A similar reduction in viral replication capacity as a result of drug resistance mutations was previously reported for NRTI resistance mutations (K65R, L74V, and M184V) (45, 55) and for PI resistance mutations (D30N) (49). Mutations that act to compensate for some of the loss of viral replication resulting from drug resistance, for example, GAG processing mutants, have also been described (18, 36, 52). At least one of the EVG secondary mutations, E157Q, may have an analogous role, as it partially restored strand transfer activity that was attenuated by other EVG-selected mutations and also further enhanced resistance to EVG (Fig. 4). Some secondary IN mutations might act to compensate for the altered conformation of IN resulting from the structural effects of primary resistance mutations. The E138K mutation may be such an example, as on its own, it showed no effect on susceptibility to either EVG or L-870,810. The clinical implications of the reduction in fitness resulting from the selection of EVG-resistant mutations are not yet understood.

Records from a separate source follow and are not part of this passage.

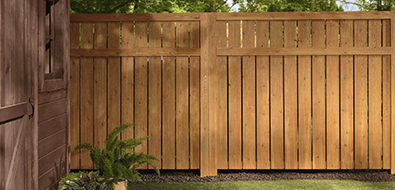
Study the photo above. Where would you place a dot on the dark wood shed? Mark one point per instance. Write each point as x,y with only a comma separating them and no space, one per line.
34,111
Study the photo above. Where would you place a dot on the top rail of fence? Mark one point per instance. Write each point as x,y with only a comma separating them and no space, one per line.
305,15
231,16
135,17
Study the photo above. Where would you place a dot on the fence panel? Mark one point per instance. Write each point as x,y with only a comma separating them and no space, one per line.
263,96
360,78
304,69
86,94
346,97
332,99
276,97
248,98
155,94
290,100
234,76
285,91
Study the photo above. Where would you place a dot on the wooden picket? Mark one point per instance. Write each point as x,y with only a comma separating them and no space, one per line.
237,91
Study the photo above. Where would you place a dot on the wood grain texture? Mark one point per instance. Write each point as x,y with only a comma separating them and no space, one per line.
139,17
332,93
360,87
141,90
211,59
386,96
182,87
276,98
168,112
127,80
86,95
234,72
249,104
304,15
290,98
346,95
374,97
222,102
99,88
113,79
392,93
115,52
263,95
194,83
318,79
303,51
155,95
304,74
74,98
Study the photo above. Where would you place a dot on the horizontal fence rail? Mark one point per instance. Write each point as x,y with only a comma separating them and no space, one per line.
238,90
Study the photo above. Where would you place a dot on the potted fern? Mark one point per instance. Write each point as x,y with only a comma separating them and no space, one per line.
118,160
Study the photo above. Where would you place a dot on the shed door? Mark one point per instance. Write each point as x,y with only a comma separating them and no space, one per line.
16,134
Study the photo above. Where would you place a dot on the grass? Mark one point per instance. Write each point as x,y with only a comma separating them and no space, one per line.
281,184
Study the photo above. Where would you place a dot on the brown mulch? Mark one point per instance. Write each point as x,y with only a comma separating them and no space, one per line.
256,175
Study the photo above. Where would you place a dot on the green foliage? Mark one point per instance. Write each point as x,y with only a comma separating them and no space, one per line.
100,6
288,6
87,181
148,6
372,5
71,175
118,160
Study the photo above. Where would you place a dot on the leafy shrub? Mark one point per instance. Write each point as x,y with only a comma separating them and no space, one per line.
118,160
90,181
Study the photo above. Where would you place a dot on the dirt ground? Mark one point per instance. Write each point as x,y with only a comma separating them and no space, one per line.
256,175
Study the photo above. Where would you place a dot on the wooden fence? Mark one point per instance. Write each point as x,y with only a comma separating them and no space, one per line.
238,90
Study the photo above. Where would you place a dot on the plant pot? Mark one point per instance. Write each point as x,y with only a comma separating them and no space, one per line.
120,186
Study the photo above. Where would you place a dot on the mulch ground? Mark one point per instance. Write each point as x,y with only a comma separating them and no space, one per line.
193,176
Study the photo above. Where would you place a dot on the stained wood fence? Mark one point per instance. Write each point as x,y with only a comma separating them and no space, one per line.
238,90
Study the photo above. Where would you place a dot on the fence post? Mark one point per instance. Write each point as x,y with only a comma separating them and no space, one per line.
393,93
208,132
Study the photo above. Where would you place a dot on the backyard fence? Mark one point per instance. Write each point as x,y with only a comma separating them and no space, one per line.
237,90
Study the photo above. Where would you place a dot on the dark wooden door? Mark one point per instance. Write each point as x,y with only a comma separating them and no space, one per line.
17,147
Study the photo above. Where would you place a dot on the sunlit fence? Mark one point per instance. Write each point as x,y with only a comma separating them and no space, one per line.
237,90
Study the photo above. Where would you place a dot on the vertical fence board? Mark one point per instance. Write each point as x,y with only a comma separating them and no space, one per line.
304,72
374,97
113,74
276,93
182,151
168,112
262,91
127,80
290,98
346,95
194,98
155,95
318,68
360,83
248,78
343,79
208,137
386,97
141,104
222,154
100,81
332,112
74,97
392,130
234,98
86,94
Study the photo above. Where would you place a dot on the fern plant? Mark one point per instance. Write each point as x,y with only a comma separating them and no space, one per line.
86,181
118,160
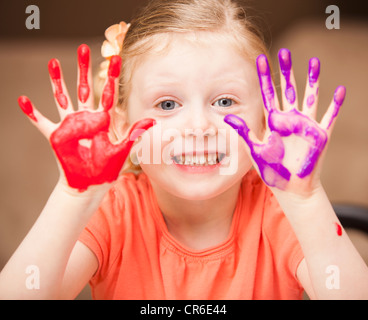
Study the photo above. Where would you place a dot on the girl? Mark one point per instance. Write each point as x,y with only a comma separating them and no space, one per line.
183,227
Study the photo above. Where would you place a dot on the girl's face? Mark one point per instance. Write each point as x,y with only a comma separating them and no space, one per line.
192,153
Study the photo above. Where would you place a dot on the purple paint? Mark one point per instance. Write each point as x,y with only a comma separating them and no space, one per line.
285,67
314,70
265,81
339,98
310,100
268,156
294,122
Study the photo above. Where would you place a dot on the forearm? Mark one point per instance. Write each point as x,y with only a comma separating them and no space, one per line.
49,244
329,254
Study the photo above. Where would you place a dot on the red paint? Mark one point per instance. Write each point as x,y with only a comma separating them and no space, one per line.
108,94
55,74
26,105
338,229
97,164
83,62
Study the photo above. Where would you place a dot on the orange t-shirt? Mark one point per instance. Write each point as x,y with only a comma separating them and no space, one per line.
139,259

In conclusion, EVG is a potent inhibitor of the HIV IN enzyme that acts by blocking the strand transfer reaction and is effective not only against HIV but also against other retroviruses. Moreover, the emergence of viral variants that were highly resistant to EVG was associated with significant reductions in viral replication in vitro. These results indicate that EVG should be highly effective for the treatment of HIV-1-infected patients, including those who have had virologic failure of their highly active antiretroviral therapy due to the emergence of HIV-1 drug resistance to approved antiretroviral drugs.